Are parents convinced this online program is effective? One could say, the “proof is in the pudding,” or in this case—the baked apple. A message from a parent on ClassDojo about one of the at home hands-on activities relayed, “I got home from work today and I asked my son how his first class was. He said it was ok as he excitedly told me about making baked apples. He wanted to make it tonight for dessert. He did! He did most of the steps including cutting the apple and doing the measurements. He served it to all of us. He was so proud and happy! Which makes me sooo happy! After we ate his “very first creation” (as he calls it), he asked us to “score” it according to taste.”

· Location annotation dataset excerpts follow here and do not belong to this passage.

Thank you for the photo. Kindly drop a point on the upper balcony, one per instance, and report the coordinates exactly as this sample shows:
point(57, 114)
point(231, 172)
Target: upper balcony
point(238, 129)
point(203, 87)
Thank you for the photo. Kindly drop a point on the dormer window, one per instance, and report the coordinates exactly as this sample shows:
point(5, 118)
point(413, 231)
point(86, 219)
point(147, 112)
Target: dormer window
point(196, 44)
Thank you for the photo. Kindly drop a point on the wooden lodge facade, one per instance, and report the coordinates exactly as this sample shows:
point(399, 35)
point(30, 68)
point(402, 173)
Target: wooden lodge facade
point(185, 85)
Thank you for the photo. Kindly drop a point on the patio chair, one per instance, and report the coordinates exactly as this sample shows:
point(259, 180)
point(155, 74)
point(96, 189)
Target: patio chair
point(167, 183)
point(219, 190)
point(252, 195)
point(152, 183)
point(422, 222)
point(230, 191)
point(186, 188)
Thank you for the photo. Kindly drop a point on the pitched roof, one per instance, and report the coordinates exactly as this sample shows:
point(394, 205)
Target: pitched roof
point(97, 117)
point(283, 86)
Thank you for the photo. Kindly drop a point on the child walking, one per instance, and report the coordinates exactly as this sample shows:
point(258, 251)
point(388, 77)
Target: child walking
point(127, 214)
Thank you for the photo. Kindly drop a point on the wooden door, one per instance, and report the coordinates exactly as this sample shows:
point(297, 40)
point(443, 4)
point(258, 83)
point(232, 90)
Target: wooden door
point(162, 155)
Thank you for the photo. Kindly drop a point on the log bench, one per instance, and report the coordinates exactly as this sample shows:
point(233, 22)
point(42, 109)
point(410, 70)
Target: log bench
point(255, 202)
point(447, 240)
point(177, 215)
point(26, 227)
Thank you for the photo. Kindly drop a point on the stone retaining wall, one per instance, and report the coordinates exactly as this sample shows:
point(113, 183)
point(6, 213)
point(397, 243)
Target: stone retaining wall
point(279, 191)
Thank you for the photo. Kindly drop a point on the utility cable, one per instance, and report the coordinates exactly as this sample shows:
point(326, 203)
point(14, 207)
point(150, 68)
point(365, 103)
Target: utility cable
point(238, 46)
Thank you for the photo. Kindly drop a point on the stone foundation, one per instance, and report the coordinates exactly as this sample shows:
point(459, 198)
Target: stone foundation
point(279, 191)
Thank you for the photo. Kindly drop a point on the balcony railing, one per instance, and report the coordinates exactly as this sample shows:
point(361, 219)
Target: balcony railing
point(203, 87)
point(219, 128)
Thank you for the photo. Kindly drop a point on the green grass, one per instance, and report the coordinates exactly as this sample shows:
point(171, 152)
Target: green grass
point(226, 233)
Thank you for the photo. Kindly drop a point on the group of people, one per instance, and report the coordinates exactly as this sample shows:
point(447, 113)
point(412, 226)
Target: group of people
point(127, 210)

Daniel’s experience conducting the lessons affirms, “This program offers a very unique opportunity to the participants: a fun, engaging and age-appropriate virtual setting to learn about some of the major components of food literacy including the journey food goes on from seed to plate, flavor exploration and recipe building, and an introduction to healthy eating and nutrition. Through this program, our participants can explore these incredibly important and foundational concepts, while remaining safely at home!”
As the summer sessions conclude, the pilot project will provide research results to serve as a model program. Erin Comollo, NJHKI program development administrator, said, “I think this program’s value extends beyond its content on food literacy and will contribute to the needed and growing body of literature regarding best practices in virtual instruction. It is important to ensure that the virtual instructional approaches that so many educators are pivoting toward remain engaging and encourage actual life experiences despite being on-screen.”